2. The linear actuator (200) of Claim 1, wherein the first damping (252) member has the form of a sleeve that surrounds the piston (240).

3. The linear actuator (200) of Claim 1, wherein the first damping member (252) comprises a fiberglass isolation pad or nitrile rubber.

4. The linear actuator (200) of Claim 1, further comprising: a rod (230) mounted to the piston (240) and slidingly extending through the aperture (264) of the gland (260); a second seal (270) mounted to an inner surface of the aperture (264) of the gland (260) and sealingly engaging the rod (230); and a second damping member (292) mounted to the inner surface of the aperture (264) of the gland (260) and engaging the rod (230), wherein the second seal (270) comprises a different material than the second damping member (292).

5. The linear actuator (200) of Claim 4, wherein the second damping member (292) has the form of a sleeve that surrounds the rod (230).

6. The linear actuator (200) of Claim 4, wherein the first damping member (252) and the second damping member (292) comprise a fiberglass isolation pad or nitrile rubber.

7. The linear actuator (200) of Claim 6, wherein each of the first seal (248) and the second seal (270) comprises an elastomeric material.

8. The linear actuator (200) of Claim 6, wherein each of the first seal (248) and the second seal (270) is an O-ring.

9. The linear actuator (200) of Claim 4, wherein the gland (260) includes a recess (278) extending axially toward the piston (240), the linear actuator (200) further comprising a third damping member (296) mounted within the recess (278) of the gland (260) and slidingly engaging the rod (230).

10. The linear actuator (200) of Claim 9, further comprising: a nut (280) in threaded engagement with a threaded portion of the gland (260); and a fourth damping member (294) disposed between the nut (280) and an end of the cylinder (210).

11. The linear actuator (200) of Claim 4, further comprising:

A nut (280) in threaded engagement with a threaded portion of the gland (260); and a third damping member (294) disposed between the nut (280) and an end of the cylinder (210).

12. A linear actuator (200), comprising: a cylinder (210) having a central cavity (212); a gland (260) mounted to the cylinder (210) and having an aperture (264) extending therethrough; a piston (240) slidably disposed within the central cavity (212), the piston (240) including: a body (242); and a piston seal (248) mounted to an outer surface of the body (242) and sealingly engaging the cylinder (210); a rod (230) mounted to the piston (240) and slidingly extending through the aperture (264) of the gland (260); a nut (280) in threaded engagement with a threaded portion of the gland (260); and a first damping member (294) disposed between the nut (280) and an end of the cylinder (210).

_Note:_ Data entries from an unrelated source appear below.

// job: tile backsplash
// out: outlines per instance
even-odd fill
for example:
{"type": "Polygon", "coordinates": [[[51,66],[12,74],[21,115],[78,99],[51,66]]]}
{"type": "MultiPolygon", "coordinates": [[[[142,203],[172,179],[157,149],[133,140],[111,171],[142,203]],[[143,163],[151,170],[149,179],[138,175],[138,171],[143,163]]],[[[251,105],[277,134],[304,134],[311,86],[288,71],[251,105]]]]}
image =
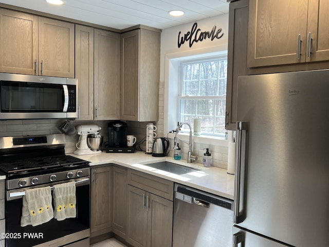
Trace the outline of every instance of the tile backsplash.
{"type": "MultiPolygon", "coordinates": [[[[136,122],[127,121],[127,134],[134,135],[137,138],[136,149],[145,150],[146,135],[146,124],[152,122],[157,127],[156,133],[158,137],[167,136],[167,133],[163,133],[163,112],[164,112],[164,86],[163,82],[160,82],[159,90],[159,120],[156,122],[136,122]]],[[[0,136],[21,136],[26,135],[47,135],[62,133],[59,129],[61,125],[66,119],[27,119],[27,120],[8,120],[0,121],[0,136]]],[[[110,120],[102,121],[70,121],[72,125],[95,123],[101,127],[100,134],[103,136],[104,143],[108,141],[108,131],[107,123],[110,120]]],[[[73,136],[66,135],[66,144],[65,153],[72,153],[76,149],[76,144],[78,142],[79,135],[73,136]]],[[[170,147],[168,155],[173,156],[174,140],[170,138],[170,147]]],[[[179,146],[181,148],[182,159],[187,160],[188,145],[179,141],[179,146]]],[[[204,149],[209,148],[212,157],[213,166],[227,169],[227,156],[228,149],[227,147],[220,145],[209,145],[204,143],[193,142],[193,154],[198,156],[196,162],[202,163],[203,156],[206,152],[204,149]]]]}

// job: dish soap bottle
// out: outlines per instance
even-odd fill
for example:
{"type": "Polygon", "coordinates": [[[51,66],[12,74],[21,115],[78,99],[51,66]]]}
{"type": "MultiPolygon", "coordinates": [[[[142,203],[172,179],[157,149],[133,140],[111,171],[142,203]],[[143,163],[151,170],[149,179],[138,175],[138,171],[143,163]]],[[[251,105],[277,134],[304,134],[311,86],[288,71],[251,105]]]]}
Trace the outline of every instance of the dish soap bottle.
{"type": "Polygon", "coordinates": [[[209,149],[206,148],[206,152],[204,153],[203,164],[204,166],[209,167],[211,166],[212,163],[212,159],[211,158],[211,154],[209,153],[209,149]]]}
{"type": "Polygon", "coordinates": [[[175,151],[174,151],[174,158],[175,160],[181,160],[181,153],[180,153],[180,148],[179,147],[179,144],[178,143],[177,144],[177,147],[175,151]]]}

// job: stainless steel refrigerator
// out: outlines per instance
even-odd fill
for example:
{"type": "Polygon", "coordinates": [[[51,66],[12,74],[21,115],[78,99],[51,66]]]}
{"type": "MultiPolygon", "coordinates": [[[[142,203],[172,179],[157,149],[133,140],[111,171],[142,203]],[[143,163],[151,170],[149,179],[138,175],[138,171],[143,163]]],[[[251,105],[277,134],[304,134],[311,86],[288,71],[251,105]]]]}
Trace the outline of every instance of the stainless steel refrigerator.
{"type": "Polygon", "coordinates": [[[329,70],[238,80],[233,246],[329,246],[329,70]]]}

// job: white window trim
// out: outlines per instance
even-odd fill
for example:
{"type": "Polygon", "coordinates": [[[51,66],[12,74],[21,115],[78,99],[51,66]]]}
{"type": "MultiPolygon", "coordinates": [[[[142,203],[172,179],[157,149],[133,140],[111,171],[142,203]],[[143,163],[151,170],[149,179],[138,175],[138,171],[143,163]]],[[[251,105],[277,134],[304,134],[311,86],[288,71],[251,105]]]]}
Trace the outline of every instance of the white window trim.
{"type": "MultiPolygon", "coordinates": [[[[226,45],[212,46],[202,49],[196,49],[178,52],[167,54],[164,56],[164,104],[163,113],[163,134],[176,129],[178,119],[177,119],[177,97],[178,92],[179,72],[178,65],[180,61],[189,59],[195,59],[205,56],[223,55],[227,53],[226,45]],[[175,99],[173,100],[172,98],[175,99]]],[[[215,136],[193,136],[193,142],[214,144],[222,146],[228,146],[228,140],[231,140],[232,134],[231,131],[228,132],[228,139],[215,136]]],[[[179,138],[187,138],[188,134],[179,133],[179,138]],[[186,136],[186,137],[185,137],[186,136]]],[[[168,135],[172,137],[171,134],[168,135]]],[[[173,136],[172,136],[173,138],[173,136]]]]}

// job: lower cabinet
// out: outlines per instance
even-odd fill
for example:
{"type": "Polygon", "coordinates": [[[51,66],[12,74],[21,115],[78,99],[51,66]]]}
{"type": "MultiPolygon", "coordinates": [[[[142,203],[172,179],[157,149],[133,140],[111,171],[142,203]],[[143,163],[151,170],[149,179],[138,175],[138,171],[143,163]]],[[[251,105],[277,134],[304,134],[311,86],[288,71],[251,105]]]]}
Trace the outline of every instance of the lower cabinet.
{"type": "MultiPolygon", "coordinates": [[[[0,180],[0,233],[5,233],[5,180],[0,180]]],[[[5,246],[5,239],[0,236],[0,247],[5,246]]]]}
{"type": "Polygon", "coordinates": [[[113,232],[125,239],[127,229],[127,169],[113,166],[113,232]]]}
{"type": "Polygon", "coordinates": [[[112,166],[90,169],[90,237],[112,231],[112,166]]]}
{"type": "Polygon", "coordinates": [[[136,247],[169,247],[172,239],[172,201],[128,185],[126,241],[136,247]]]}

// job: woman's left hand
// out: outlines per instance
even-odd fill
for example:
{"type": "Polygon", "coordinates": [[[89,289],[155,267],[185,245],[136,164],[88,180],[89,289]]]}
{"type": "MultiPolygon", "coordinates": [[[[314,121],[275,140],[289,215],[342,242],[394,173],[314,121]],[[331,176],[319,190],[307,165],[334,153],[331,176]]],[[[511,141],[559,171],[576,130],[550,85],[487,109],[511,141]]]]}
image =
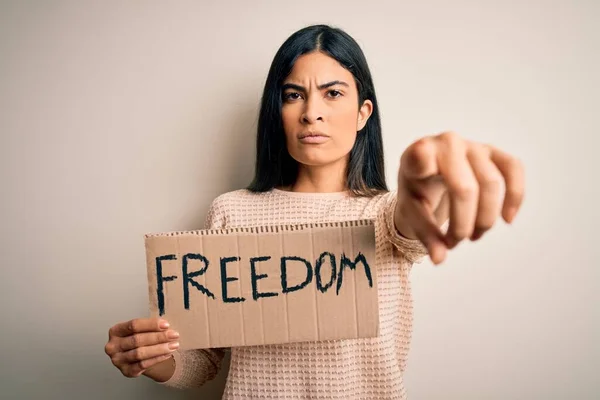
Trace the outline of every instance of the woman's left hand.
{"type": "Polygon", "coordinates": [[[424,137],[402,154],[394,223],[439,264],[460,241],[479,239],[500,214],[511,223],[524,189],[523,166],[513,156],[452,132],[424,137]]]}

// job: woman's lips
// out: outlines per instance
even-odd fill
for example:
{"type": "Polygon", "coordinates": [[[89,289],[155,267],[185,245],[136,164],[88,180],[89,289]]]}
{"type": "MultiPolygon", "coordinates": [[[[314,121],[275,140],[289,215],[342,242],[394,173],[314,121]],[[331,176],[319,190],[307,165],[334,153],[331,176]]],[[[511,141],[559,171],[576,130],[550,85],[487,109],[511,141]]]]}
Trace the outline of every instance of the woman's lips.
{"type": "Polygon", "coordinates": [[[320,144],[320,143],[324,143],[327,140],[329,140],[329,136],[325,136],[325,135],[307,135],[307,136],[300,136],[300,143],[305,143],[305,144],[320,144]]]}

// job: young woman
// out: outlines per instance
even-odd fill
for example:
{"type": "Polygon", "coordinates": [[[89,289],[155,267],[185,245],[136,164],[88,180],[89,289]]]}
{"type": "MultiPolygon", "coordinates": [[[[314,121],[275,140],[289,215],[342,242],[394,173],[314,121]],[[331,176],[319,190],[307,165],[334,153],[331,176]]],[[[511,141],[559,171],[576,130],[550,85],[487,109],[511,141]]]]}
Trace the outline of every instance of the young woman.
{"type": "MultiPolygon", "coordinates": [[[[348,34],[323,25],[294,33],[275,55],[256,151],[253,182],[215,199],[207,228],[375,220],[380,336],[232,348],[224,398],[406,398],[411,266],[427,254],[441,263],[499,215],[510,223],[523,199],[521,164],[444,132],[405,150],[389,192],[367,62],[348,34]]],[[[119,323],[109,336],[106,353],[125,376],[178,388],[213,378],[224,355],[178,351],[177,332],[161,319],[119,323]]]]}

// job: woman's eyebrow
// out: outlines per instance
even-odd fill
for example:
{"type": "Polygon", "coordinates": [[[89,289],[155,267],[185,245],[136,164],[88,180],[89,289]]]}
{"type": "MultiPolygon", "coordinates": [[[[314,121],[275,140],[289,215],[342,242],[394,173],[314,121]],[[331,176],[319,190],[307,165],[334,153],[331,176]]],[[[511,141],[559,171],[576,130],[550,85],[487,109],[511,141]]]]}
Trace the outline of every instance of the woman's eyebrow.
{"type": "MultiPolygon", "coordinates": [[[[327,89],[328,87],[335,86],[335,85],[342,85],[342,86],[349,87],[349,85],[346,82],[344,82],[344,81],[331,81],[331,82],[327,82],[327,83],[324,83],[322,85],[319,85],[318,89],[319,90],[323,90],[323,89],[327,89]]],[[[281,87],[281,89],[282,90],[294,89],[294,90],[297,90],[299,92],[306,92],[306,88],[304,86],[296,85],[294,83],[285,83],[281,87]]]]}

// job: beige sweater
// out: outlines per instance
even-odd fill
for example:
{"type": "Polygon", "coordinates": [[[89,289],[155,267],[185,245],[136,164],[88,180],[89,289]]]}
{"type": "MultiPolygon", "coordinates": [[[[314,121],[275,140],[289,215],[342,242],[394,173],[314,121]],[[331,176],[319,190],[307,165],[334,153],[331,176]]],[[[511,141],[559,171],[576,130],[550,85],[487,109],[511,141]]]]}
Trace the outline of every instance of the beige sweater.
{"type": "MultiPolygon", "coordinates": [[[[251,227],[374,219],[380,336],[238,347],[223,399],[405,399],[402,376],[412,331],[409,272],[426,254],[394,228],[396,196],[348,193],[267,193],[238,190],[212,203],[207,228],[251,227]]],[[[175,374],[165,385],[202,385],[218,372],[224,351],[175,352],[175,374]]]]}

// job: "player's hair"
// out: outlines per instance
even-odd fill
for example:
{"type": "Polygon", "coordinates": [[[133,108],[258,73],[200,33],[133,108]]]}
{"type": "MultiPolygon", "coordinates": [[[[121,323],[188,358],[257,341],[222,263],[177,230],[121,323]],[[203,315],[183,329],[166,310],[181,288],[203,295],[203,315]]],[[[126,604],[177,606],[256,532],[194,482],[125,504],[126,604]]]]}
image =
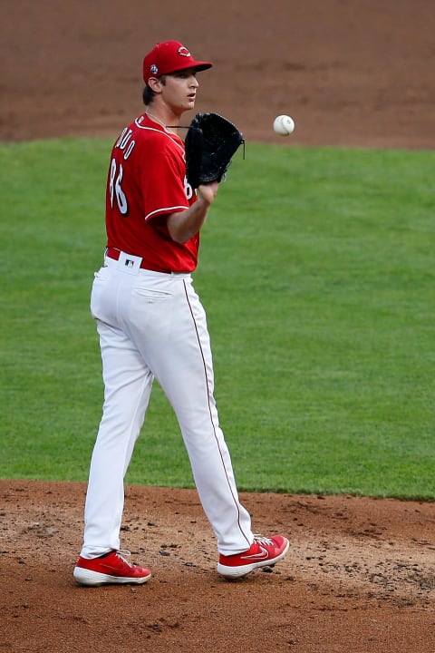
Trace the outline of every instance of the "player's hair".
{"type": "MultiPolygon", "coordinates": [[[[159,79],[160,80],[161,83],[164,86],[166,83],[166,75],[160,75],[160,77],[159,77],[159,79]]],[[[143,93],[142,93],[143,103],[150,104],[151,102],[153,101],[155,95],[156,95],[155,92],[151,89],[150,84],[147,83],[145,85],[145,88],[143,89],[143,93]]]]}

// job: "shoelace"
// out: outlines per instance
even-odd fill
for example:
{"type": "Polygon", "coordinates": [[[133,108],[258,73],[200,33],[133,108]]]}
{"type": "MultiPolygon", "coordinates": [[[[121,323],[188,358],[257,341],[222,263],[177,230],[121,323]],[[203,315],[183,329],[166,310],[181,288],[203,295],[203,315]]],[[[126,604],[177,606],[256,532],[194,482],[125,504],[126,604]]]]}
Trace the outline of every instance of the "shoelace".
{"type": "Polygon", "coordinates": [[[273,544],[274,542],[270,538],[265,538],[263,535],[254,533],[254,541],[257,544],[273,544]]]}
{"type": "Polygon", "coordinates": [[[133,567],[131,562],[130,560],[125,560],[124,556],[130,556],[131,555],[131,552],[127,551],[127,549],[120,549],[119,551],[116,551],[117,557],[122,560],[122,562],[125,562],[126,565],[129,565],[129,567],[133,567]]]}

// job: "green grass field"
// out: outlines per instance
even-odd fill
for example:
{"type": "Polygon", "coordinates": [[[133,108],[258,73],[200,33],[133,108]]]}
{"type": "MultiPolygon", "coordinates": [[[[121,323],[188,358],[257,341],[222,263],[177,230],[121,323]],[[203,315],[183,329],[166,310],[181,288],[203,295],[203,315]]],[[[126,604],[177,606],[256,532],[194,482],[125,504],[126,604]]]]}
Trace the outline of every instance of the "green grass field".
{"type": "MultiPolygon", "coordinates": [[[[0,145],[0,476],[85,481],[111,143],[0,145]]],[[[241,490],[435,498],[435,153],[237,153],[195,285],[241,490]]],[[[127,482],[191,487],[156,385],[127,482]]]]}

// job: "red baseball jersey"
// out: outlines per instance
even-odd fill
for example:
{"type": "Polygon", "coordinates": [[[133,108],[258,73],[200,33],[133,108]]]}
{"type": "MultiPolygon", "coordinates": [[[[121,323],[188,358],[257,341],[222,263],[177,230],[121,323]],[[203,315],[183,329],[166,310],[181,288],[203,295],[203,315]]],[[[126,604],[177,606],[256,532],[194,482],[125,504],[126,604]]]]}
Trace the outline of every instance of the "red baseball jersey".
{"type": "Polygon", "coordinates": [[[113,145],[106,190],[107,246],[142,257],[157,271],[192,272],[199,233],[174,242],[166,226],[170,213],[185,210],[196,195],[186,180],[184,142],[146,114],[113,145]]]}

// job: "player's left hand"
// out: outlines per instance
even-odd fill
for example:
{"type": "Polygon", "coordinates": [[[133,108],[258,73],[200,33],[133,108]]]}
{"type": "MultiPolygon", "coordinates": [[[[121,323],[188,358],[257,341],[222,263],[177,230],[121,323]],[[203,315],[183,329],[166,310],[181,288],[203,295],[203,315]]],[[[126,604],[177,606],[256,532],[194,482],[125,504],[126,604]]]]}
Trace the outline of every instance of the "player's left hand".
{"type": "Polygon", "coordinates": [[[209,184],[201,184],[198,187],[198,198],[202,198],[207,204],[211,204],[218,189],[218,181],[212,181],[209,184]]]}

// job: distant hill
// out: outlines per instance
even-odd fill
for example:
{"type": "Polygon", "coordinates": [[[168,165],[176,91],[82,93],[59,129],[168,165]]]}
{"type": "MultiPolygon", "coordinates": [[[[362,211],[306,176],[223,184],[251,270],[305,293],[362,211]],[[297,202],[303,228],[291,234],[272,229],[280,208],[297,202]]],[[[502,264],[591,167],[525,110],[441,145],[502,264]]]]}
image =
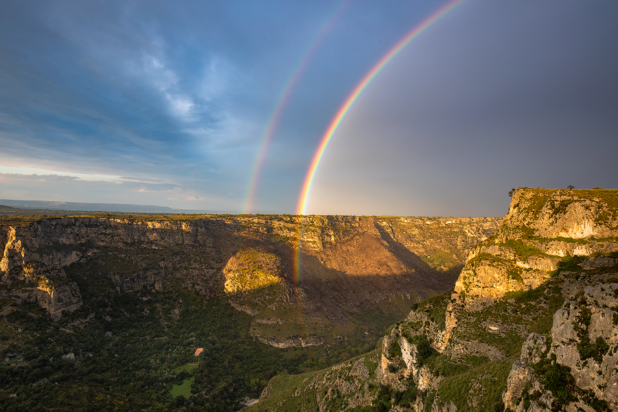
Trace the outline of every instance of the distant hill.
{"type": "Polygon", "coordinates": [[[172,209],[165,206],[126,205],[122,203],[84,203],[76,202],[56,202],[48,201],[12,201],[0,199],[0,205],[19,209],[38,210],[67,210],[82,211],[120,211],[126,213],[230,213],[222,211],[172,209]]]}

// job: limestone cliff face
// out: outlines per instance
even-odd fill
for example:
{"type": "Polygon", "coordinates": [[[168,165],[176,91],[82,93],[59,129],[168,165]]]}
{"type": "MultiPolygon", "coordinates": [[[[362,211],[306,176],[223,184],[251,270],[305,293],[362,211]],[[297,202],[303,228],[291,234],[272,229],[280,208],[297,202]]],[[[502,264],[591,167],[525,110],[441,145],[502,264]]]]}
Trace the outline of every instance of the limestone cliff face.
{"type": "MultiPolygon", "coordinates": [[[[421,339],[448,362],[483,357],[490,365],[512,358],[509,340],[528,336],[505,376],[505,408],[618,411],[617,251],[618,192],[516,190],[496,234],[471,250],[453,292],[424,302],[385,337],[381,382],[401,391],[411,378],[418,390],[435,391],[432,411],[457,410],[461,402],[439,396],[439,368],[420,362],[421,339]],[[533,332],[551,315],[549,336],[533,332]]],[[[474,399],[485,389],[470,385],[466,407],[481,410],[474,399]]],[[[426,401],[407,410],[427,410],[426,401]]]]}
{"type": "Polygon", "coordinates": [[[0,228],[0,294],[58,317],[81,304],[77,284],[65,272],[76,264],[95,267],[119,291],[165,290],[177,279],[205,296],[227,296],[256,317],[256,336],[284,345],[301,341],[293,330],[280,336],[265,330],[268,322],[281,320],[270,319],[273,310],[301,305],[304,315],[287,321],[306,322],[308,316],[314,324],[345,323],[345,314],[359,308],[444,292],[452,285],[448,271],[457,271],[470,248],[493,234],[499,222],[262,215],[43,218],[0,228]],[[259,314],[264,308],[270,317],[259,314]]]}
{"type": "MultiPolygon", "coordinates": [[[[618,191],[520,188],[453,291],[413,305],[384,336],[382,389],[365,404],[617,411],[617,282],[618,191]]],[[[347,399],[319,410],[350,409],[347,399]]]]}
{"type": "Polygon", "coordinates": [[[582,291],[553,315],[549,338],[531,334],[526,341],[509,374],[506,407],[618,410],[618,283],[582,291]]]}
{"type": "Polygon", "coordinates": [[[537,288],[565,257],[617,251],[618,191],[518,189],[500,229],[468,255],[447,308],[441,350],[465,312],[537,288]]]}

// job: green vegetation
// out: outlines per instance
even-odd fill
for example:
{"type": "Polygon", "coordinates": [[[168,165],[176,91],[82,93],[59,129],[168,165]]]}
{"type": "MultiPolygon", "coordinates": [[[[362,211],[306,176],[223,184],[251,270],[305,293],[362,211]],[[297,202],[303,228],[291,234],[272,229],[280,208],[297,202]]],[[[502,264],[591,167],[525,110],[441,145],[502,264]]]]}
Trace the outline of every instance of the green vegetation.
{"type": "Polygon", "coordinates": [[[119,293],[97,262],[67,270],[84,299],[73,314],[54,323],[38,306],[16,305],[0,321],[0,354],[9,358],[0,363],[0,409],[234,411],[271,377],[314,358],[258,342],[250,317],[180,280],[164,293],[119,293]]]}
{"type": "Polygon", "coordinates": [[[247,249],[235,256],[238,267],[229,273],[225,282],[225,291],[236,293],[259,289],[281,282],[277,276],[279,258],[274,253],[247,249]]]}

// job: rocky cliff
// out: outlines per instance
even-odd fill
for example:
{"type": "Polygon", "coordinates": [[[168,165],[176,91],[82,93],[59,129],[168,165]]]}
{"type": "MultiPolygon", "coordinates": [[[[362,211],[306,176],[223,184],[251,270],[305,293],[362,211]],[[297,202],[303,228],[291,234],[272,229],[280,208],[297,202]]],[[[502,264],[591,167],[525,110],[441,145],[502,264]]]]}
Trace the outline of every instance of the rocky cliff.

13. The linear actuator (200) of Claim 12, wherein the gland (260) includes a recess (278) extending axially toward the piston (240), the linear actuator (200) further comprising a second damping member mounted (296) within the recess (278) of the gland (260) and slidingly engaging the rod (230).

14. The linear actuator (200) of Claim 13, further comprising: a gland seal (270) mounted to an inner surface of the aperture (264) of the gland (260) and sealingly engaging the rod (230); a third damping member (252) mounted to the outer surface of the body (242) and engaging the cylinder (210), wherein the third damping (252) member comprises a different material than the piston seal (248); and a fourth damping member (292) mounted to the inner surface of the aperture (264) of the gland (260) and engaging the rod (230), wherein the fourth damping member (292) comprises a different material than the gland seal (270).

15. The linear actuator (200) of Claim 13, wherein one or both of the first and second damping members (294, 296) comprises a fiberglass isolation pad or nitrile rubber.